Powell’s last series were called Zoomers – panels of glass often curved to be free-standing. Described as an enlarged version of the murrini of colored glass in earlier work, the Zoomers are sheer chromatic energy, great bursts and spiral novae of color. The play of order versus chaos, so much a part of Powell’s process, is alive in these works. They evoke life at its most elemental, amoebic level.

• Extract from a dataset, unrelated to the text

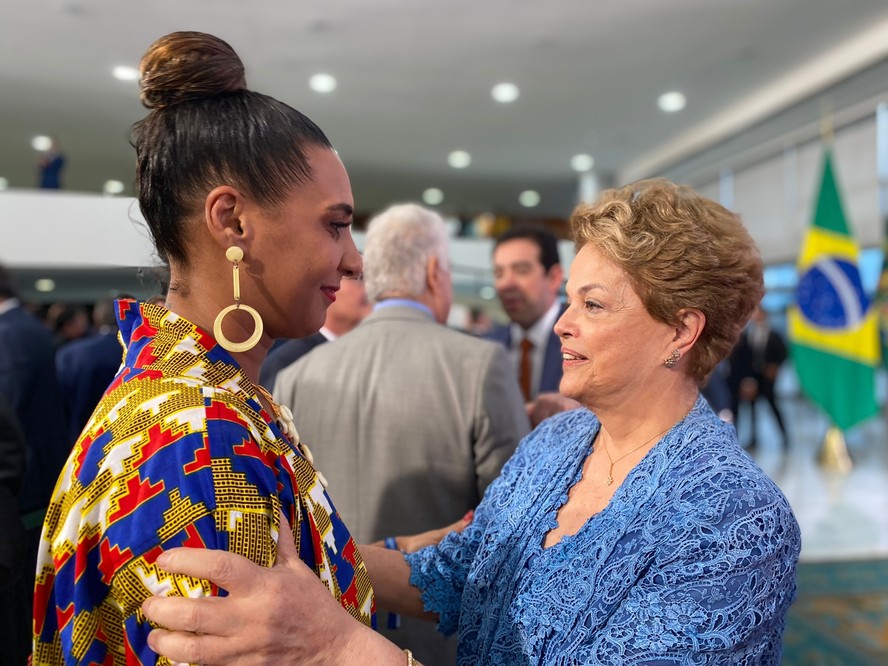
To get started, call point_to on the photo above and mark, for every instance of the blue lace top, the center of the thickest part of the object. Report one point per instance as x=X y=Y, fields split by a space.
x=692 y=562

A survey of Stephen Powell’s works is on view at Maker’s Mark Distillery. His pieces hold their own in the redolent, angel’s envy-rich environment of bourbon aging warehouses. But best of all is a Zoomer outdoors, mediating between the viewer and the landscape beyond.
Current exhibitions celebrating the life and work of Stephen Powell and his students are as follows:
“Stephen Rolfe Powell ’74: A Retrospective,” AEGON Gallery, Jones Visual Art Center, Centre College, Danville, Kentucky, through October 12th.
“Through the Eyes of the Maker: Stephen Rolfe Powell,” Maker’s Mark Distillery, Loretto, Kentucky, through November 30th.
“Legacy: The Assistants of Stephen Rolfe Powell,” Flame Run Gallery, 815 West Market Street, Louisville, Ky., through October 25th.